A Tree Grows in Brooklyn by Betty Smith, 1943

A Tree Grows In Brooklyn

The rare book that captures the imagination of the public while drawing near-unanimous acclaim from critics, A Tree Grows In Brooklyn is the classic novel of Francie Nolan’s Williamsburg girlhood from the ages of 11 to 17. Just as The Tree of Heaven is a Chinese import blooming in a tenement backyard, so to is Brooklyn the soil where Francie’s Irish-immigrant family find new roots despite grinding poverty, alcoholism, and illness.
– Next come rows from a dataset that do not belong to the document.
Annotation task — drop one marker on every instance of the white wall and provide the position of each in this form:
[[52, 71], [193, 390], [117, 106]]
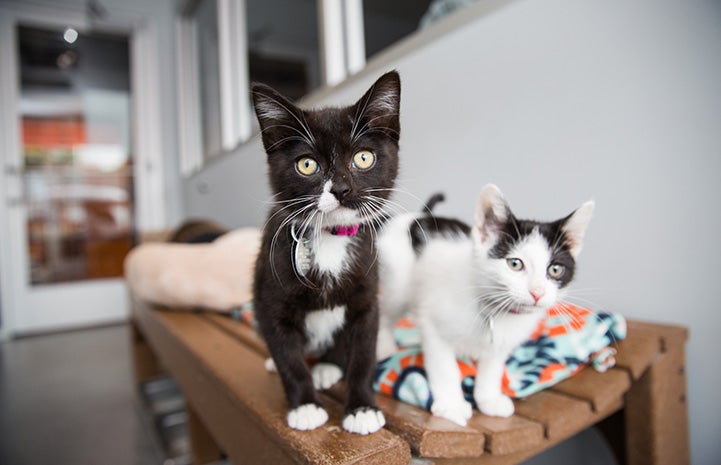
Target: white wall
[[558, 102]]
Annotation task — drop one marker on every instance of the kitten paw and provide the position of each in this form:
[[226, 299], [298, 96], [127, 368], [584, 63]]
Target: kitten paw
[[325, 375], [457, 412], [365, 420], [499, 406], [270, 366], [307, 417]]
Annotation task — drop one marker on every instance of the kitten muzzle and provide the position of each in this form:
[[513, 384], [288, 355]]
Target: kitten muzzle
[[345, 230]]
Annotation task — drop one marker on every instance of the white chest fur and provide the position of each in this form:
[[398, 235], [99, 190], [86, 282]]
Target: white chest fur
[[331, 254], [321, 325]]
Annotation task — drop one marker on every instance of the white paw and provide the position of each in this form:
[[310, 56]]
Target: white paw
[[270, 365], [307, 416], [498, 406], [325, 375], [364, 421], [458, 411]]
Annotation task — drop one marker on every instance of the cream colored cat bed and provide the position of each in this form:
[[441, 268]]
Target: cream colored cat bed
[[214, 276]]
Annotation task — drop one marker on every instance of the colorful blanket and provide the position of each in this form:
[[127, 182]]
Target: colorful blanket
[[566, 340]]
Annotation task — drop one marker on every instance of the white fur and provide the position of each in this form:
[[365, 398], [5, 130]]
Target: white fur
[[307, 417], [321, 325], [270, 365], [327, 201], [331, 254], [364, 421], [448, 290], [325, 375]]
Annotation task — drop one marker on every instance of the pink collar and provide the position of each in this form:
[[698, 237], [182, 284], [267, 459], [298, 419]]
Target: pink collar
[[347, 230]]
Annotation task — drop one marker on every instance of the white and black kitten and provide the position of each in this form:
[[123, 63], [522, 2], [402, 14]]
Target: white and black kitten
[[331, 171], [478, 291]]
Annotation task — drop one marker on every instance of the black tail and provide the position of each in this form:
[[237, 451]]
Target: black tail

Malcolm by James Purdy, 1959

Malcolm

The American Candide, this comic novel follows a divine innocent with “nothing better to do” as he is plucked off a bench near the Brooklyn Heights Promenade by the famous astrologer Mr. Cox and thrust into a series of bizarre adventures with assorted Brooklyn grotesques, from tattooists and hustlers to a painter named Kermit who is on the verge being divorced for secretly being a midget. Largely plotless and understated to the point of absurdity, Malcolm is the essential portrait of the borough’s status as a haven for outsiders.

Last Exit To Brooklyn by Hubert Selby Jr., 1964

Last Exit to Brooklyn

Hubert Selby, Jr.’s uncompromised tour of postwar squalor in crime-ridden Sunset Park still has the power to shock. Eschewing the stylized trappings of L.A. noir for unromantic depictions of drag queens, spousal abuse, and rape, it’s probably good that Last Exit didn’t make the travel brochures – but in its transgressive commitment to representing the New York underclass, it is an essential document of the 1960s.
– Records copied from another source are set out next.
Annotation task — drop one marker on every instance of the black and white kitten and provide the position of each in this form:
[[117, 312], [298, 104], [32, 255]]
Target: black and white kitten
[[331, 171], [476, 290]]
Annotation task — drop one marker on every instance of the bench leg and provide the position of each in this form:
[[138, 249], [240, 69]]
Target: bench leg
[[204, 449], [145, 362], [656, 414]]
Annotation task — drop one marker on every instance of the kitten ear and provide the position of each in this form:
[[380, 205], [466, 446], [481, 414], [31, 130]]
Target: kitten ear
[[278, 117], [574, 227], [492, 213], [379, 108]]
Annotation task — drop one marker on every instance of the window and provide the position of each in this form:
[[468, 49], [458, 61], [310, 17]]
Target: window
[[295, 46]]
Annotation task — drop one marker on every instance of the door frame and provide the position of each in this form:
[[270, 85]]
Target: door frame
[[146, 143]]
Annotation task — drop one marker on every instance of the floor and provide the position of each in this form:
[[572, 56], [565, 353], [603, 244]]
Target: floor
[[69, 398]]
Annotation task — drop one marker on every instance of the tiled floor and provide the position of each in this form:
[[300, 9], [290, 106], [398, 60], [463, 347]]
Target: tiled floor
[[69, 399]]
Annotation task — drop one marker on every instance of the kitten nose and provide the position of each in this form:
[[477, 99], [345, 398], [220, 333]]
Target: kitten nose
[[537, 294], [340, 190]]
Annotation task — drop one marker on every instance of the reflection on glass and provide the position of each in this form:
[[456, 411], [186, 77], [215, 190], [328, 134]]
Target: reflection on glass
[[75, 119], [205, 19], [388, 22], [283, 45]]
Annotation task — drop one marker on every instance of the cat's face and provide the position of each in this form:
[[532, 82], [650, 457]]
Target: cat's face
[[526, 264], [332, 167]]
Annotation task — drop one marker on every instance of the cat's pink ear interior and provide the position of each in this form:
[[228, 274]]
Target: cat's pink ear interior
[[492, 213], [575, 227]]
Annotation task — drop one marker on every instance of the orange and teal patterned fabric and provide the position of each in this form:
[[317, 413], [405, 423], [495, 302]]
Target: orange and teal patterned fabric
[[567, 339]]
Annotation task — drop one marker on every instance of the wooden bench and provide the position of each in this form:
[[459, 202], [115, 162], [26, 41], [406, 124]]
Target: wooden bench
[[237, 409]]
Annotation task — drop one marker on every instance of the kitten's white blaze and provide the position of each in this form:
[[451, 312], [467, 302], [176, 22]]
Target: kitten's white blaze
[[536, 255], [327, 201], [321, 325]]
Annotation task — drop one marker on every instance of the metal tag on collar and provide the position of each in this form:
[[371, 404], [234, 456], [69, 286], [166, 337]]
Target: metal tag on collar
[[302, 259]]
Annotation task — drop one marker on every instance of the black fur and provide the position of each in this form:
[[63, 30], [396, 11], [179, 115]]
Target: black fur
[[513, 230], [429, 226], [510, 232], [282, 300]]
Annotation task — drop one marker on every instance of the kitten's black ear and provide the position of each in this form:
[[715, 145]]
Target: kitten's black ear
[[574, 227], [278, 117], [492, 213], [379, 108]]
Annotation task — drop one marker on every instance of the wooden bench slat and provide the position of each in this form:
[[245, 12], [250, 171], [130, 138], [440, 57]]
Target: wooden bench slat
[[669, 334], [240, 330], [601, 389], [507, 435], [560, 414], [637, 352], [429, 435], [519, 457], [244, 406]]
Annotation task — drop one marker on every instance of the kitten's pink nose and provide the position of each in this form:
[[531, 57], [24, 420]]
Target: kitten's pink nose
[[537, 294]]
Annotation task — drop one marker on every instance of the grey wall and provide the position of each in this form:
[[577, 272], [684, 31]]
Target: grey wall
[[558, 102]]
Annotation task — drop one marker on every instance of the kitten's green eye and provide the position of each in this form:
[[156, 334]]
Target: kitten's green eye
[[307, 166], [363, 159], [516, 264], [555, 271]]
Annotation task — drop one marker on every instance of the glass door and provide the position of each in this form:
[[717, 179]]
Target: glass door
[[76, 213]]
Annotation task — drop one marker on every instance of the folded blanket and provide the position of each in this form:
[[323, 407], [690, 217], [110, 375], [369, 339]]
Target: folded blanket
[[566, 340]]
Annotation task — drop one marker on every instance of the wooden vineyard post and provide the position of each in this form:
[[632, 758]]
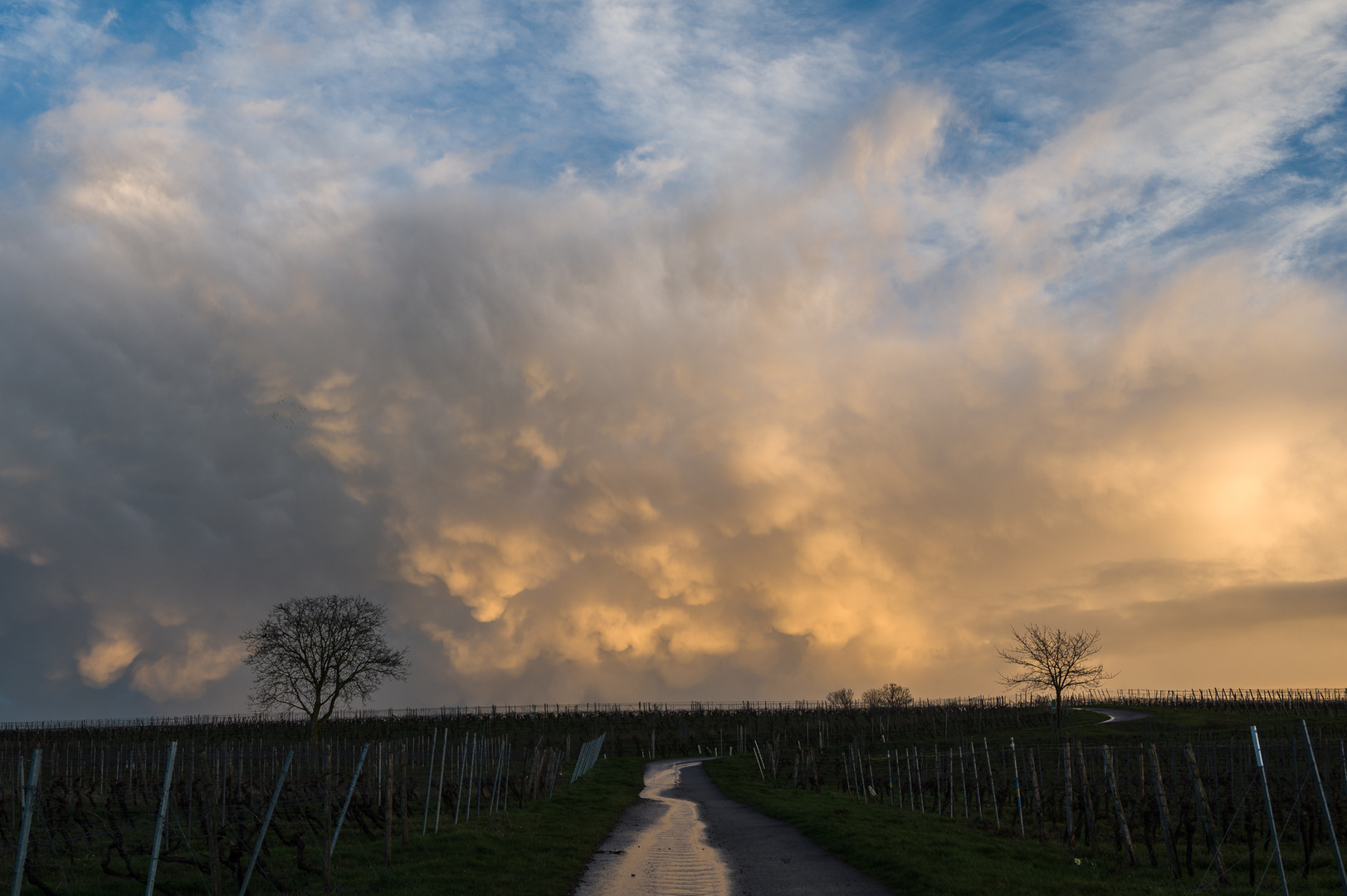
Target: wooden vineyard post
[[458, 791], [977, 777], [404, 792], [328, 814], [332, 844], [1204, 816], [1323, 805], [1111, 781], [912, 798], [1163, 806], [1070, 835], [212, 833], [992, 783], [266, 824], [388, 810], [1271, 820], [30, 796], [439, 791], [159, 821], [1086, 798], [430, 779], [964, 782], [1037, 794]]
Sophie’s Choice by William Styron, 1979

Sophie’s Choice

The 1970s were when Brooklyn’s status as a writerly mecca got underway, seeing the release of both Desperate Characters by Paula Fox and A Meaningful Life by L.J. Davis. But it was with William Styron’s Sophie’s Choice that Brooklyn literature became world literature. The story of an ambitious young writer from the South called Stingo and his encounter with two neighbors – Polish Holocaust-survivor Sophie and her paranoid lover Nathan – the novel won the National Book Award the year following publication and has remained an American classic ever since.

I Pass Like Night by Jonathan Ames, 1989

I Pass Like Night

Brooklyn writer Jonathan Ames is part of the generation of authors exemplifying 1980s excess – along with Bret Easton Ellis and Jay McInerney – whose characters pursue respectable Manhattan jobs by day only to lose themselves in an erotic, druggy underworld by night. Though I Pass Like Night follows a doorman at the Four Seasons, the unspooling of his secret life will be familiar to any resident of Brooklyn whose day job commute between Boroughs bespeaks of a peculiarly Brooklynite schizophrenia.

Motherless Brooklyn by Jonathan Lethem, 1999

Motherless Brooklyn

Perhaps the contemporary writer most associated with Brooklyn, Lethem’s later novels Fortress of Solitude and Dissident Gardens may have done more to mine its social history, but Motherless Brooklyn hit upon its most perfect metaphor in Lionel Essrog, a seedy detective with Tourette’s syndrome whose speech is as much a polyglot of accents as the book is a mash-up of genres. Part detective novel, part Joycean ode, it’s Brooklyn all over.